Scully racks her brain for some plausible excuse before settling on the old standby of medical expertise. “I wanted to double check your meds,” she hesitates. “I wasn’t sure they had accounted for your time underwater.”
Mulder looks at her with a raised eyebrow, waiting for more. “Donuts?”
“There’s a new shop around the corner from my place,” Scully lies, “seemed like the thing to do.”
“No other reason?” Mulder asks as the fuzziness of yesterday’s memory sharpens into clarity and he understands why she’s back.
“Well,” Scully pauses. She has an idea of how to proceed but isn’t sure she can pull it off. “I also needed some advice.”
“Advice?” Mulder straightens up, fully awake now.
“Yeah, advice.” Scully fidgets with her hands before forcing herself to meet his eyes. “A friend told me something recently, and I’m afraid my response might have hurt their feelings.”
“A friend?” Mulder looks slightly wounded, but plays along.
“Yes, a good friend.” She looks at him. “A dear friend.”
Mulder nods.
“They said something and I thought they were joking.” She sighs, shy. “I realized later they weren’t.”
“And you need my advice about what, exactly?” Mulder decides to make her work for it.
“How do I apologize?” Scully stares at him earnestly, swallowing the nervous lump that has formed in her throat.
“I guess it depends on how good of a friend this is,” he says. “And on what you wish you would have said instead.”
“It’s my best friend.” She reaches her hand and covers his where it lays on the edge of the bed. “And I wish I’d have told him, me too.”
Mulder smiles and turns his hand over to interlace his fingers in hers.

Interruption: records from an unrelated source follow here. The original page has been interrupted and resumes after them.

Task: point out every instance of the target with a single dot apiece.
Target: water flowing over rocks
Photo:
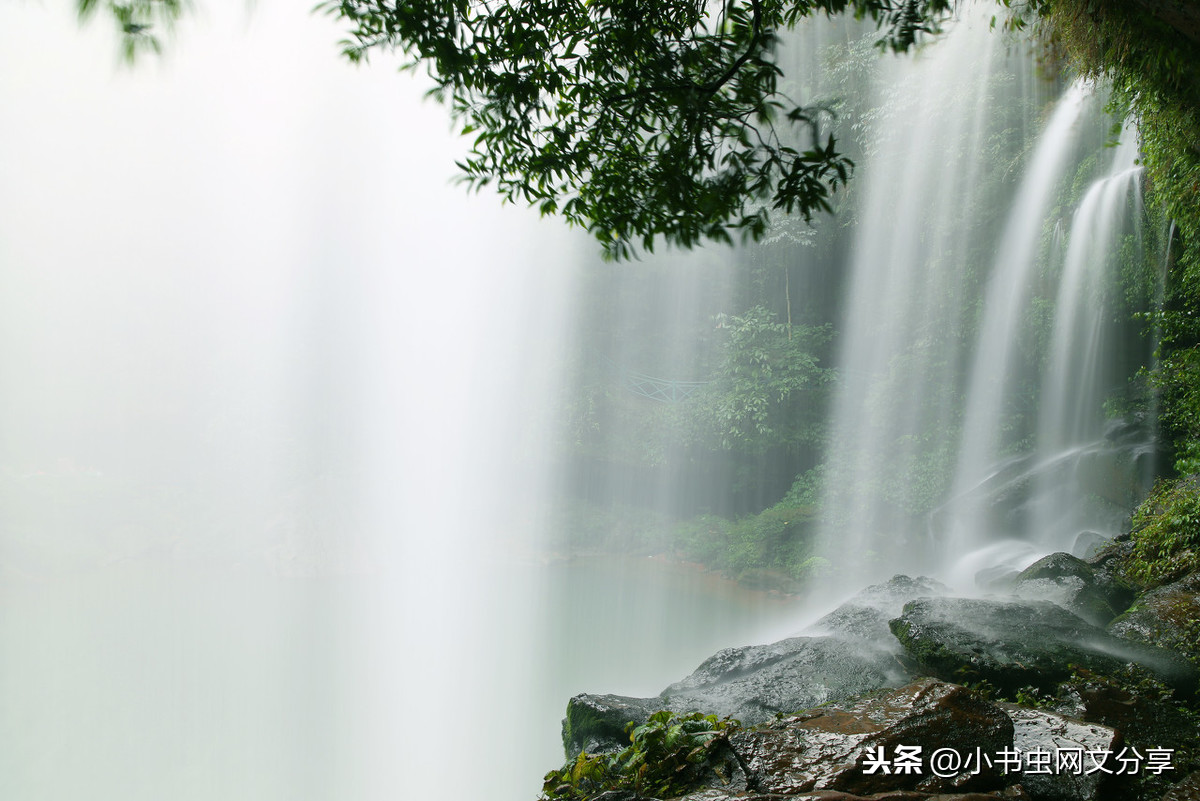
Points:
(1075, 585)
(1167, 616)
(862, 703)
(1014, 644)
(832, 747)
(749, 684)
(1042, 732)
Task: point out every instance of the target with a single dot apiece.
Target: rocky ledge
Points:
(1068, 688)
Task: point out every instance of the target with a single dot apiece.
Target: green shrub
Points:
(1167, 533)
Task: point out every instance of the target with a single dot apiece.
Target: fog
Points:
(268, 392)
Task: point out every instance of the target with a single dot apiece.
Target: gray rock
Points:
(832, 748)
(1037, 732)
(1186, 790)
(597, 723)
(867, 614)
(1165, 618)
(756, 682)
(750, 684)
(1018, 644)
(1075, 585)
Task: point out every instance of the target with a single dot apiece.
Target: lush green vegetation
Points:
(1167, 533)
(667, 757)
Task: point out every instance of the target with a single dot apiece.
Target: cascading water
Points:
(940, 395)
(277, 427)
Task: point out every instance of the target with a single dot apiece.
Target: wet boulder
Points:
(756, 682)
(1055, 763)
(867, 614)
(1075, 585)
(1167, 616)
(1014, 644)
(1186, 790)
(597, 723)
(750, 684)
(881, 742)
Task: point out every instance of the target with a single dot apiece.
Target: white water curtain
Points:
(267, 383)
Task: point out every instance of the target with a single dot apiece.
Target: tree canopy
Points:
(635, 119)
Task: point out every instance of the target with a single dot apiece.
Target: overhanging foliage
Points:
(635, 120)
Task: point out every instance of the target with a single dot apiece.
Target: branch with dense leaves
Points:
(636, 120)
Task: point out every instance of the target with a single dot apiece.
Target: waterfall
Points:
(280, 409)
(905, 315)
(942, 414)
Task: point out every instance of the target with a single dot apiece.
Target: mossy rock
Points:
(1013, 645)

But Scully continues.
“But I also need this friend to know that I don’t know what that means for me right now.” She looks down slightly, avoiding his gaze. “That I’m not sure what to do about it. And I was really surprised by what he said. I wasn’t prepared.”
Mulder runs his thumb across the top of her hand. “I’d bet your friend surprised himself too,” he suggests. “I bet he didn’t really think it all through anyway. It was just probably something he couldn’t keep to himself anymore.”
Scully nods and squeezes his hand. “What do you think this friend would want me to do next?” she asks.
“I think he’d want you to know he can wait.”
“Wait for what?” Scully raises her eyebrows.
“Wait until you know what you want to do about it,” Mulder is reassuring, still circling his thumb gently on the back of her hand. “I think he would tell you, he’s not going anywhere.”
Scully nods again and swallows, her eyes glistening slightly. “Okay.” She croaks in a whisper, smiling.
“Now, I think I was promised donuts?” Mulder grins, jerking his head toward the paper sack.
“You were,” Scully smiles and opens the bag, another universe shaping itself into being as she hands him a Boston Creme.